The Commerce Department reported that construction spending jumped by 1.5 percent in March from February to a seasonally adjusted annual rate of $944.1 billion, the highest level on record. However, manufacturing growth slowed slightly in April due to higher costs for materials, according to the Institute for Supply Management’s manufacturing index.

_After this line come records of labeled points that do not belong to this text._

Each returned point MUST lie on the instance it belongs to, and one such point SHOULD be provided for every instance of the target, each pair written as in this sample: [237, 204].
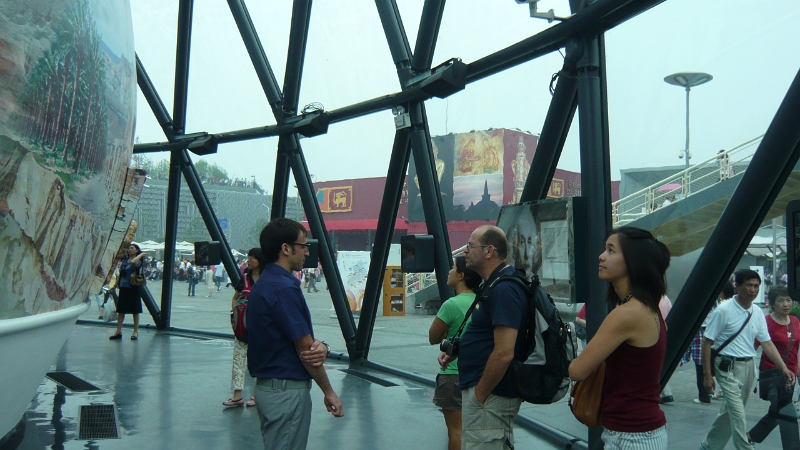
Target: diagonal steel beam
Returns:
[305, 189]
[298, 37]
[395, 178]
[396, 38]
[207, 213]
[776, 156]
[154, 100]
[182, 52]
[432, 12]
[257, 55]
[419, 138]
[592, 20]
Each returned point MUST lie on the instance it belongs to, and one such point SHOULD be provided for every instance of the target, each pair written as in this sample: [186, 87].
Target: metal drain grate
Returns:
[72, 382]
[97, 422]
[368, 377]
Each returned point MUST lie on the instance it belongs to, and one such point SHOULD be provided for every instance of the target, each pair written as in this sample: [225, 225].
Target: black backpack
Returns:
[540, 368]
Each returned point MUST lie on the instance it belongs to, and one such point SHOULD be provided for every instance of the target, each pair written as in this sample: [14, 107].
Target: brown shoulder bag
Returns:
[586, 397]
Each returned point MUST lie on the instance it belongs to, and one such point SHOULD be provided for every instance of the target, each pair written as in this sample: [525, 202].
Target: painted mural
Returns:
[67, 113]
[478, 172]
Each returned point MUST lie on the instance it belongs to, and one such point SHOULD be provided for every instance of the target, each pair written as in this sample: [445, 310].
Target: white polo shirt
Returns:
[726, 321]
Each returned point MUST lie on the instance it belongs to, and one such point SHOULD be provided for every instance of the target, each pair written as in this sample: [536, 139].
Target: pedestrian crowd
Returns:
[480, 336]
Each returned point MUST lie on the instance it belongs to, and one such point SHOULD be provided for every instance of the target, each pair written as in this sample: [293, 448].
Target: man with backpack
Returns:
[191, 273]
[491, 399]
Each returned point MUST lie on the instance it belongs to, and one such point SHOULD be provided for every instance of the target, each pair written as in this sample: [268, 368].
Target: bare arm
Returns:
[316, 354]
[775, 357]
[332, 402]
[438, 331]
[615, 329]
[708, 379]
[498, 362]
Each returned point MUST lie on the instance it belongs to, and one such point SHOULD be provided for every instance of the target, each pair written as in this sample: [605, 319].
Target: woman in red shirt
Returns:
[632, 340]
[783, 329]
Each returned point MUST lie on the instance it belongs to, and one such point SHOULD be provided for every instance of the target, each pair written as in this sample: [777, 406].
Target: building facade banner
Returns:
[478, 172]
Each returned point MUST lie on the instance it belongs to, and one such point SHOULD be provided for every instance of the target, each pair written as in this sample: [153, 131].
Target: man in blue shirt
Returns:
[281, 347]
[490, 399]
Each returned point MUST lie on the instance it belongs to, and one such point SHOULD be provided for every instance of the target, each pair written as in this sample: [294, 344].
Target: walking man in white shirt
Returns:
[735, 369]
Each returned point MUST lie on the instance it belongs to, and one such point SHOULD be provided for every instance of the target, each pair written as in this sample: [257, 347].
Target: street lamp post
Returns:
[688, 80]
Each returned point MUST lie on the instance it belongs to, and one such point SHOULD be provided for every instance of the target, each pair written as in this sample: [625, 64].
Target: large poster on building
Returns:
[478, 172]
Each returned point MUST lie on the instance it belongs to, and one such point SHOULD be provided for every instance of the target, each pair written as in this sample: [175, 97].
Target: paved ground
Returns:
[401, 342]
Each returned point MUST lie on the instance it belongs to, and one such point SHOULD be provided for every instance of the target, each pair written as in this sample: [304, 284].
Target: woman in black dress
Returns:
[130, 301]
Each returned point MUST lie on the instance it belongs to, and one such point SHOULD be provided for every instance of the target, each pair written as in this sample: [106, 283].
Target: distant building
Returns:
[241, 212]
[478, 172]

"I don’t think this was so much about the economic data, I think the market was just oversold coming into today," said Russ Koesterich, U.S. equity strategist at State Street Corp. "The economic data was good, but not great. With the low volume, this rally is not really convincing."

Interest rate concerns kept the market down most of April, causing many investors to ignore very strong corporate earnings, analysts said.

"I think we’re seeing good economic numbers, and we’re catching up with some of the earnings numbers that we’ve ignored so far," said Brian Belski, market strategist at Piper Jaffray. "Institutional investors have been so reactive on rates and economic news, but we’re telling our clients to take a look at the fundamentals."

Warren Buffett, chairman of Berkshire Hathaway Inc., told investors over the weekend the holding company has already shifted its assets in anticipation of rising rates. After its annual meeting this weekend, "A" shares of Berkshire Hathaway fell $590 to $92,800 per share.

Signs of life in the technology sector helped semiconductor stocks. Global semiconductor sales rose 32.3 percent year-over-year, according to an industry report. Chip maker Intel Corp. gained 31 cents to $26.04 and Advanced Micro Devices Inc. climbed 5 cents to $14.27, while chip equipment maker Applied Materials was down 15 cents at $18.12.

Sara Lee Corp. announced it has hired former PepsiCo Inc. executive Brenda Barnes as president and chief operating officer. The food producer and apparel maker climbed 29 cents to $23.37.

In earnings news, InterActiveCorp, which runs Ticketmaster and the Home Shopping Network, was down $1.19 at $31.06 after it swung to a profit in the first quarter based on strong growth in its core businesses.